Fellow humans, not adversaries
Feeling anxious very much locks you inside your own head. It’s an overwhelming sensation that takes over your actions and reactions. At a point, it starts to reinforce itself, to the exclusion of everything reassuring you could be noticing outside of yourself.
In these moments, I find it helpful to refocus to what is outside. I try to remember that the objects of my anxiety – other humans – are mostly not that different from me. In fact, they might even be feeling the same way I am, but, also like me, completely expert at hiding it. To break that wall, I dare myself to build a bridge, however small. I make eye contact. I smile wearily at other passengers squeezed into the same tiny spaces. And (cringe) I’ll make corny, oft-repeated traveller remarks about sardines. It almost always re-humanises the situation, and signals – to you and others – that you’re all in together, and not rival players.
Know you’re not alone. Some situations, like travel chaos, or public interaction and performance, are almost universal triggers for a heightened emotional state. There are a hundred similar battles taking place simultaneously in the heads of others around you, on all sorts of scales.
Phone a Friend
Of course, sometimes all you need is another human who does know what’s going on inside your head. Never underestimate the benefit of an understanding hand to hold, be it a friend, a fellow learner, or a mentor.
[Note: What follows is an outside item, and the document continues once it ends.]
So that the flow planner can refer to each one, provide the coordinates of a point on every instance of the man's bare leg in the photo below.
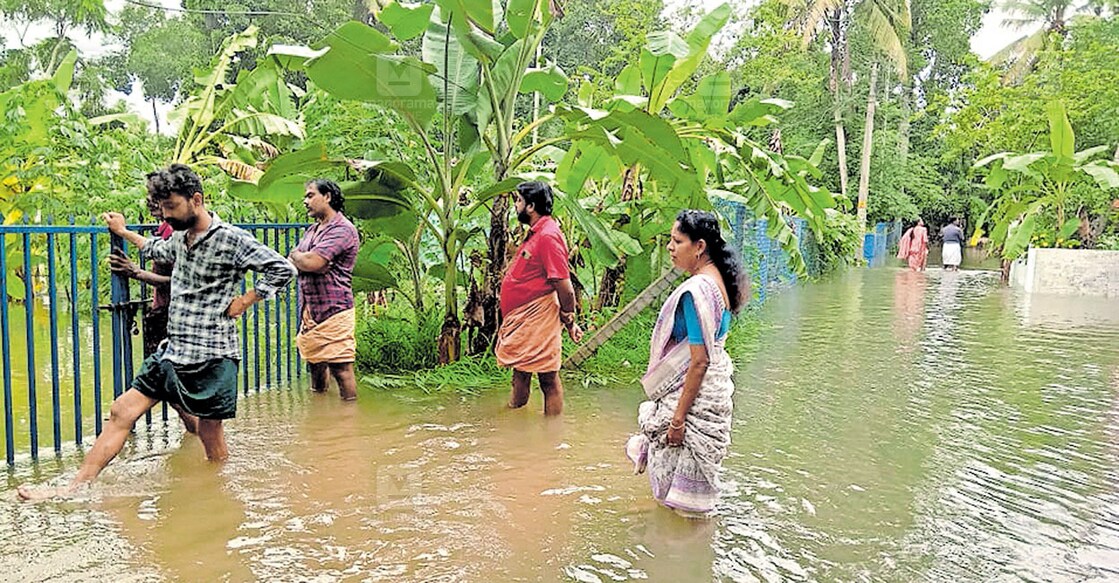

For instance, it really helps me when I have a friend to meet for a coffee before a train – and, if I’m really lucky, to walk me to the platform and wave me off. There’s just something disarming about having a friendly face next to you when you face a thorny situation. If there’s something fazing you about using your foreign languages in public, is there someone who could be there to cheerlead when you go for it?
Strengthening Your Armour
Despite all of the tips and tricks, there’s zero shame in enlisting more formal help when things get overwhelming. Fortunately, there are plenty of easy-to-access, professionally advocated techniques for minimising anxiety, either as quick support strategies or longer-term interventions. For a therapeutic tradition with a very solid body of evidence behind it, Cognitive Behavioural Therapy is hard to beat.
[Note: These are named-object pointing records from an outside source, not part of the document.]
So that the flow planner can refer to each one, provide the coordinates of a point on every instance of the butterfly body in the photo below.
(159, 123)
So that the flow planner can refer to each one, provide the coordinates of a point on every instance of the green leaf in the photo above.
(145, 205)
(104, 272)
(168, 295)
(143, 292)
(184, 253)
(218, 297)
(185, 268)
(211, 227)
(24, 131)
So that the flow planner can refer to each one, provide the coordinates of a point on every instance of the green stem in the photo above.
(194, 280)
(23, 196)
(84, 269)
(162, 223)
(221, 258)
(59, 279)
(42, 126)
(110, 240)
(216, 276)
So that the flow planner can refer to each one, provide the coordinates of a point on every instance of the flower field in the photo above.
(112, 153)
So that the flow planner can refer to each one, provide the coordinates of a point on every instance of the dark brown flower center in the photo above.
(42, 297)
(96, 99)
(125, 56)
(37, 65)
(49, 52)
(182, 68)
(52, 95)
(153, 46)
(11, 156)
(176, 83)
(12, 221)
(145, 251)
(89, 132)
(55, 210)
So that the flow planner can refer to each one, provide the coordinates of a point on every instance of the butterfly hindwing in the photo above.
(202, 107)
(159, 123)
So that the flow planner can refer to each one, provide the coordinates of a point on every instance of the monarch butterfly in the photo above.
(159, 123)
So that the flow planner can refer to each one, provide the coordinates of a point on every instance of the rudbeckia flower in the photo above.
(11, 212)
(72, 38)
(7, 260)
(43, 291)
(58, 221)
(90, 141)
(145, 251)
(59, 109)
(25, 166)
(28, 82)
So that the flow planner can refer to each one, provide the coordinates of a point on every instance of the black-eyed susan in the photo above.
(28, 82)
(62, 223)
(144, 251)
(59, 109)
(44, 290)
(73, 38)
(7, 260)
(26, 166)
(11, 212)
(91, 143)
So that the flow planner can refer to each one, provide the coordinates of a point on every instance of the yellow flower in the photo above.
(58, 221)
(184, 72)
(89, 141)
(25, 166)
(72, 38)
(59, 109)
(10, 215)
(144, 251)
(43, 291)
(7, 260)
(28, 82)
For the more experimental, tapping is an alternative practice that aims to tackle anxious thought patterns. Tapping is, in essence, a kind of self-affirming, almost hypnotic system of repetitive phrasing paired with physical tapping of various points of the upper body. It has raised eyebrows; studies tend to ascribe its efficacy not to any physiological principle, but rather to more psychosomatic pathways. But it has been used in clinical settings to treat depression, and even piloted in some secondary schools as a mental health strategy. You can work with a practitioner, but equally try it all by yourself, with plenty of YouTube videos like this one available for the curious.
Anxiety? I Don’t Know Her
And that’s me just pulling into my station, after a potentially nerve-wrecking two-and-a-half-hours that was, actually, not that bad at all. Writing a blog post with ear buds blasting cheese was certainly a handy attention-absorber – add pleasant distractions to that list of anxiety busters!
What coping strategies do you have in place for your anxious moments? Please let us know your tips in the comments!